La vitesse à laquelle l’univers s’étend, connue sous le nom de constante de Hubble, est l’un des paramètres fondamentaux pour comprendre l’évolution et le destin ultime du cosmos. Cependant, une différence persistante appelée « tension de Hubble » est observée entre la valeur de la constante mesurée avec une large gamme d’indicateurs de distance indépendants et sa valeur prédite à partir du Big Bang rémanence.
NASALe télescope spatial James Webb de fournit de nouvelles capacités pour examiner et affiner certaines des preuves observationnelles les plus solides de cette tension. Le lauréat du prix Nobel Adam Riess de l’Université Johns Hopkins et du Space Telescope Science Institute présente ses travaux récents et ceux de ses collègues utilisant les observations de Webb pour améliorer la précision des mesures locales de la constante de Hubble.
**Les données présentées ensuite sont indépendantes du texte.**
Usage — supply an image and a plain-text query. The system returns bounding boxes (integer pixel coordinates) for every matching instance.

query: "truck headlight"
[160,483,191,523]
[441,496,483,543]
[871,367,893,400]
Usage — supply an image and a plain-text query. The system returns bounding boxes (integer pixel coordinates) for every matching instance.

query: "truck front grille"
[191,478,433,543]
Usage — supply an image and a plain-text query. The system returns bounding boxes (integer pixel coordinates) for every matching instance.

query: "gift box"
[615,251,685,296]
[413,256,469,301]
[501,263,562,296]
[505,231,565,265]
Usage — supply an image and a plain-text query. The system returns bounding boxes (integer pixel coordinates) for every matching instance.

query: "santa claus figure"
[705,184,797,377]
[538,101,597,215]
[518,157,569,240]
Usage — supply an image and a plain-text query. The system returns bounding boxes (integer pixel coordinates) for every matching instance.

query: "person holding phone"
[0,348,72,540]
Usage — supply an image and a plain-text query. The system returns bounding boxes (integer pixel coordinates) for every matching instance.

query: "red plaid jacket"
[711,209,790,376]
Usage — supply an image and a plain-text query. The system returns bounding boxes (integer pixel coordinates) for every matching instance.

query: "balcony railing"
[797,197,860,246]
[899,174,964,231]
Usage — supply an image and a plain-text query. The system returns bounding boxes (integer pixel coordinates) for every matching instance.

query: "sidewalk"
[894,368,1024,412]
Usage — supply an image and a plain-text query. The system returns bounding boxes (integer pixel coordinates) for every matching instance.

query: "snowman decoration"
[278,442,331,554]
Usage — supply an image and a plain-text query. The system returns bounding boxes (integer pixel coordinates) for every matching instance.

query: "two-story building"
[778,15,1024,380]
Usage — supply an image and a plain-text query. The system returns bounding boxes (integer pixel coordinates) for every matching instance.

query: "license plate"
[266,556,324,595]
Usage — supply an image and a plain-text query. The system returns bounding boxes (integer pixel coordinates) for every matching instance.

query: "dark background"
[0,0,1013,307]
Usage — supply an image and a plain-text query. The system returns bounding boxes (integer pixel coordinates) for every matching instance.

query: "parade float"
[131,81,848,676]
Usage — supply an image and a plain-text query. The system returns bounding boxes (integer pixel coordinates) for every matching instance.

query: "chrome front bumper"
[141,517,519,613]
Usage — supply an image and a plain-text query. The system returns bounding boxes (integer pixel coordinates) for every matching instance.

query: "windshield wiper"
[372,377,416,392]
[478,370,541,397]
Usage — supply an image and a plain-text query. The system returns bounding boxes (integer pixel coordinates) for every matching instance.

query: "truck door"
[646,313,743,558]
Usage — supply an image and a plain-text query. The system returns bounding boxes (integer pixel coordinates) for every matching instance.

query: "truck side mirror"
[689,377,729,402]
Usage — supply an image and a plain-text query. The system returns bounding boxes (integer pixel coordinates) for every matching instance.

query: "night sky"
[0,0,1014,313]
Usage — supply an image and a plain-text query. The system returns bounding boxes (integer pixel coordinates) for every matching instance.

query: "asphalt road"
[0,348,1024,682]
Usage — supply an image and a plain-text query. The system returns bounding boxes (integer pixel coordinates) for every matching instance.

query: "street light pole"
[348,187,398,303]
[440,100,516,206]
Le défi de la mesure cosmique
« Avez-vous déjà eu du mal à voir un signe qui se trouvait à la limite de votre champ de vision ? Ça dit quoi? Qu’est-ce que ça veut dire? Même avec les télescopes les plus puissants, les « signes » que les astronomes veulent lire semblent si petits que nous avons également du mal.
« Le signe que les cosmologistes veulent lire est un signe de limite de vitesse cosmique qui nous indique la vitesse à laquelle l’univers se développe – un nombre appelé constante de Hubble. Notre signe est inscrit dans les étoiles des galaxies lointaines. La luminosité de certaines étoiles dans ces galaxies nous indique à quelle distance elles se trouvent et donc pendant combien de temps cette lumière a voyagé pour nous atteindre, et les redshifts des galaxies nous indiquent à quel point l’univers s’est étendu au cours de cette période, nous indiquant ainsi L’expansion taux.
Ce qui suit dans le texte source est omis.